Peristiwa Desa Jambo Keupok di Aceh Selatan ini merupakan peristiwa bersejarah di bumi selatan Aceh. Penulis memaparkan sekilas, pada saat itu Aceh sedang dilanda konflik antara pemerintah Indonesia dan Gerakan Aceh Merdeka (GAM).
Tepat pada pagi hari tanggal 17 Mei 2003 lalu, pasukan keamanan Indonesia atau TNI melancarkan serangan ke Desa Jambo Keupok. Pihak RI melalui TNI ini melakukan penumpasan terhadap anggota GAM di desa ini.
Waktu itu kemudian diduga sebagai pertempuran ini sendiri disebabkan karena adanya informasi intelijen yang menyebutkan adanya keberadaan markas GAM di daerah Jambo Keupok.
Tidak menunggu lama aparat keamanan langsung melakukan razia terhadap warga dan melakukan interogasi sehingga siapapun yang menjawab tidak tahu mengenai GAM itu. Pasukan tersebut akan memukul dan menendang tanpa memandang usia dan gender mereka. Pada proses ini para aparat keamanan kerap melakukan tindak kekerasan seperti penyiksaan, dan perampasan harta benda.
Senjata api dan ledakan juga menguncang Desa Jambo Keupok selama beberapa jam. Tragedi ini mengakibatkan banyak memakan korban, termasuk korban tewas dan luka-luka baik itu dari pasukan keamanan dan juga penduduk sipil yang tak berdosa itu.
Tragedi Jambo Keupok ini menjadi salah satu contoh konflik dan penderitaan yang dialami masyarakat sipil selama konflik Aceh yang berkepanjangan. Dan peristiwa ini juga menjadi titik penting dalam hal upaya rekonsiliasi dan pencarian perdamain di bumi Aceh sendiri, yang mana pada tahun 2005, pemerintah Indonesia dan GAM mencapai perjanjian damai yang disebut dengan perjanjian Helsinki.

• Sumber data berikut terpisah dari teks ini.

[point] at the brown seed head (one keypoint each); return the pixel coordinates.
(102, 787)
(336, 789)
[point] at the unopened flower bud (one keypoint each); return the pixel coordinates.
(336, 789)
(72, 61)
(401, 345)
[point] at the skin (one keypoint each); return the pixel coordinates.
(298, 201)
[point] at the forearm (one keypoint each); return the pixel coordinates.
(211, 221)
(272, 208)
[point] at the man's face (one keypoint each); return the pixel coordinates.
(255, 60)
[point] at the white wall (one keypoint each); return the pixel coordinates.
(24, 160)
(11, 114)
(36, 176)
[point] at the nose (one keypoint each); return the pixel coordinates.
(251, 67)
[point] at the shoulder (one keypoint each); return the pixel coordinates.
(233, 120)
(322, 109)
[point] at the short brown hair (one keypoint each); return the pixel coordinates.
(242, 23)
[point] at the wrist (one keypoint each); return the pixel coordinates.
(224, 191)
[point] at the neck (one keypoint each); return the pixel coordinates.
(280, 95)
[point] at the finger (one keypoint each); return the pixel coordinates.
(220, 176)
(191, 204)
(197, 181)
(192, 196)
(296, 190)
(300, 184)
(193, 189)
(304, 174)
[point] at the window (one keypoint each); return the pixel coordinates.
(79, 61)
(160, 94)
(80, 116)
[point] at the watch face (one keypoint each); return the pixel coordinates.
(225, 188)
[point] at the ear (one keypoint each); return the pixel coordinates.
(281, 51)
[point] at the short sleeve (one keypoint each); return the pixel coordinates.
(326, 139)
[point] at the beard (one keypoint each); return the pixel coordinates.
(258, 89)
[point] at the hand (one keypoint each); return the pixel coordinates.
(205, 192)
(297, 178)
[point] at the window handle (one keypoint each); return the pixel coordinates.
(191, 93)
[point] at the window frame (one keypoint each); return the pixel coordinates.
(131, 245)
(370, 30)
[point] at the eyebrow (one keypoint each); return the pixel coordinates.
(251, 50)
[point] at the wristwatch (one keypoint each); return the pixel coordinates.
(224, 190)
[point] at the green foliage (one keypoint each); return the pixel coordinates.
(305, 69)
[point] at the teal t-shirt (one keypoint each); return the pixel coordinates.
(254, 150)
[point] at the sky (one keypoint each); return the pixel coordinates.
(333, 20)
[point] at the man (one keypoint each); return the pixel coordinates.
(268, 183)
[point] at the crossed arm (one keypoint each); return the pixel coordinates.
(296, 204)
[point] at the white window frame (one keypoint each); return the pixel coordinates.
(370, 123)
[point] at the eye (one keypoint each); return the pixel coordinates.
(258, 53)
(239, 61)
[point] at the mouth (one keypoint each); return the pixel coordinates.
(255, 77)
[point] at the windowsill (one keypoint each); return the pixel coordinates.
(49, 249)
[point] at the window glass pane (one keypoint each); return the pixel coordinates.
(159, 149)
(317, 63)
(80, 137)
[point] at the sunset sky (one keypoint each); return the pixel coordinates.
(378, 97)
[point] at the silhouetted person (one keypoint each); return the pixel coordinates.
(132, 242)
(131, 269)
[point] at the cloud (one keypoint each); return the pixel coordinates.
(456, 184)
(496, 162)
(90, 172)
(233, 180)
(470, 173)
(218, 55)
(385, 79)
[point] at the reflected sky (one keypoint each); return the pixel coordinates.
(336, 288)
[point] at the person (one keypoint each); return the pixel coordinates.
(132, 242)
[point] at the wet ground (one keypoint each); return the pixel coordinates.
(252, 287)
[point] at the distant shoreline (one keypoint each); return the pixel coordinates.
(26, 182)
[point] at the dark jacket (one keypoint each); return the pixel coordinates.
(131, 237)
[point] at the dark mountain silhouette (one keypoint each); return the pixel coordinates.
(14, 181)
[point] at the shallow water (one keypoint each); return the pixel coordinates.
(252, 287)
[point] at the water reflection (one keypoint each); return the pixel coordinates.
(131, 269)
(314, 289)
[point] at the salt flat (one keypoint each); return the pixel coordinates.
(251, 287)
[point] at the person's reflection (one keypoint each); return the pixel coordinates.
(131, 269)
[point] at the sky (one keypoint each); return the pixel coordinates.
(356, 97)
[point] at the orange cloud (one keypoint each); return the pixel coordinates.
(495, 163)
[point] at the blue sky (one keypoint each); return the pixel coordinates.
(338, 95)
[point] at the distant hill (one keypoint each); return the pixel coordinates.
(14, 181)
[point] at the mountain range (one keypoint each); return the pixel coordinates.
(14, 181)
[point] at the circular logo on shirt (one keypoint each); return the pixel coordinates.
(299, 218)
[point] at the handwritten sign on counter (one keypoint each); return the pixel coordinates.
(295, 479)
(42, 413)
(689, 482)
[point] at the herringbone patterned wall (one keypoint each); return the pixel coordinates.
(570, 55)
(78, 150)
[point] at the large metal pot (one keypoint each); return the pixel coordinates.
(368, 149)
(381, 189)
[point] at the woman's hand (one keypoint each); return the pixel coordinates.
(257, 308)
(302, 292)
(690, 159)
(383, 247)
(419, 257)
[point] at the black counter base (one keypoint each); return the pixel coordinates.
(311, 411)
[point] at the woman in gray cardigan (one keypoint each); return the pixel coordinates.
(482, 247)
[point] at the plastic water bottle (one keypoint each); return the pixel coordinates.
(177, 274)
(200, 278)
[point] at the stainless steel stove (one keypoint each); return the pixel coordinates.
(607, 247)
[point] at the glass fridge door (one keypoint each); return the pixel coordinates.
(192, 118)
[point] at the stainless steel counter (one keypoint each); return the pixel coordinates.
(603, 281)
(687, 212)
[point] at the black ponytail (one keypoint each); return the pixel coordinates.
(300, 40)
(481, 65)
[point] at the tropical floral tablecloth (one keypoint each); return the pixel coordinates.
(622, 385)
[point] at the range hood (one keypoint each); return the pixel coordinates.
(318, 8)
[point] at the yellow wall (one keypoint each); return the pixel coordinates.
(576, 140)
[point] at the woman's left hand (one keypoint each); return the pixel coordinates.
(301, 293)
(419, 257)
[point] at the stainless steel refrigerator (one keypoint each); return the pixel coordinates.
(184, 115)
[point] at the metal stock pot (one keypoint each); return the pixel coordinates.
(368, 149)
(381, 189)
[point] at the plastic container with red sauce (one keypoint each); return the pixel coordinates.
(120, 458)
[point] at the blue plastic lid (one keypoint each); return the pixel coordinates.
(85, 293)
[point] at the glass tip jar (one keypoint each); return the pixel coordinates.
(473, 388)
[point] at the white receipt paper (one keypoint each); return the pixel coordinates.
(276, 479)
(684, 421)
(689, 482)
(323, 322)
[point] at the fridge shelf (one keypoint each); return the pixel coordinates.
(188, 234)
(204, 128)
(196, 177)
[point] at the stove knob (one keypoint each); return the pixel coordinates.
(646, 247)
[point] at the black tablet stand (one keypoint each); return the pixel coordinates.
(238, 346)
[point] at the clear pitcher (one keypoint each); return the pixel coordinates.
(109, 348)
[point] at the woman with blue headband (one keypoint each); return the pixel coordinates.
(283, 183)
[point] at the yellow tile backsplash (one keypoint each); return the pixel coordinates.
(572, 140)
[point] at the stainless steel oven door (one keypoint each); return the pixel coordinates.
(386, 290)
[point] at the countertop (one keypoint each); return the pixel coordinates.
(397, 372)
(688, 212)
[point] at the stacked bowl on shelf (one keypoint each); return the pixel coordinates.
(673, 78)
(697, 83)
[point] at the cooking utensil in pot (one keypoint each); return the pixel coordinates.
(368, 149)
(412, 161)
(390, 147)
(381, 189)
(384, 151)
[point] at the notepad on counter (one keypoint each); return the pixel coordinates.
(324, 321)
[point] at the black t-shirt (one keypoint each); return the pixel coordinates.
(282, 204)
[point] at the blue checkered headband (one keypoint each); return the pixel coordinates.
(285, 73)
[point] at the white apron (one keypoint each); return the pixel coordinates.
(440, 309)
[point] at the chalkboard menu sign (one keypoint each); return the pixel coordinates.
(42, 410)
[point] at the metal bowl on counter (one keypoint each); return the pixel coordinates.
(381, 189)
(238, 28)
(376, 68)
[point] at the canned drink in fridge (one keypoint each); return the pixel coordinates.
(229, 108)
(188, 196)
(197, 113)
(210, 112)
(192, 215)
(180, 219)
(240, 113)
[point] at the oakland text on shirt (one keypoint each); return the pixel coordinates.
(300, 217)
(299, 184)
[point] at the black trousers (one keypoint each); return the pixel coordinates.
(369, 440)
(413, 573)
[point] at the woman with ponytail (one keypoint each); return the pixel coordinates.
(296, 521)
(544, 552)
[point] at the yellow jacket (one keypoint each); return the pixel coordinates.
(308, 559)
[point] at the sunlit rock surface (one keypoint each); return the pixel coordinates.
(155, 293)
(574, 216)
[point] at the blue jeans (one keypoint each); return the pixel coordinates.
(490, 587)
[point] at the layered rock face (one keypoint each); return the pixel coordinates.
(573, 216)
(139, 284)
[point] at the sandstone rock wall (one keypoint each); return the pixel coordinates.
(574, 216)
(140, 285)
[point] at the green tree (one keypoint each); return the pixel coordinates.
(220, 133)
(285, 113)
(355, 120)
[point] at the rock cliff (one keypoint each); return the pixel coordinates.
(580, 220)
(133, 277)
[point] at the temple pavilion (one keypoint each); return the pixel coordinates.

Tragedi Jambo Keupok ini merupakan salah satu peristiwa pelanggaran HAM berat karena di dalamnya mengandung kekerasan yang tidak proporsional, menargetkan warga sipil, melakukan penyiksaan, bahkan tindakan kekerasan lainnya terhadap warga sipil yang seharusnya tidak terlibat dalam konflik.
Di samping itu efek dari tragedi ini bukan hanya dari luka fisik nya saja, tetapi juga pada dampak psikologis mereka yang serius akibat kekerasan dan kehilangan, trauma atas kejadian ini akan terus membekas dan menghantui pada ingatan mereka terutama pada anak anak yang mungkin akan sulit mengatasi kecemasan mereka pasca tragedi. Efek lainnya seperti kehilangan tempat tinggal akibat pertempuran dan kerusakan, juga akses terhadap air bersih, makanan, sumber pendapatan, perawatan medis, pendidikan, juga terutama fasilitas publik yang terhambat akibat situasi keamanan yang saat itu tidak stabil.
Kejadian ini tepat pada saat Megawati Soekarno putri menjabat sebagai presiden Indonesia, dimana dua hari setelah tragedi ini Megawati mengeluarkan kebijakan Keppres 28/2003 yang menetapkan Darurat Militer di Aceh. Keppres ini dikatakan sebagai bagian dari upaya pemerintah sendiri untuk mengatasi konflik yang terjadi di Aceh dan untuk memulihkan keamanan di wilayah Aceh.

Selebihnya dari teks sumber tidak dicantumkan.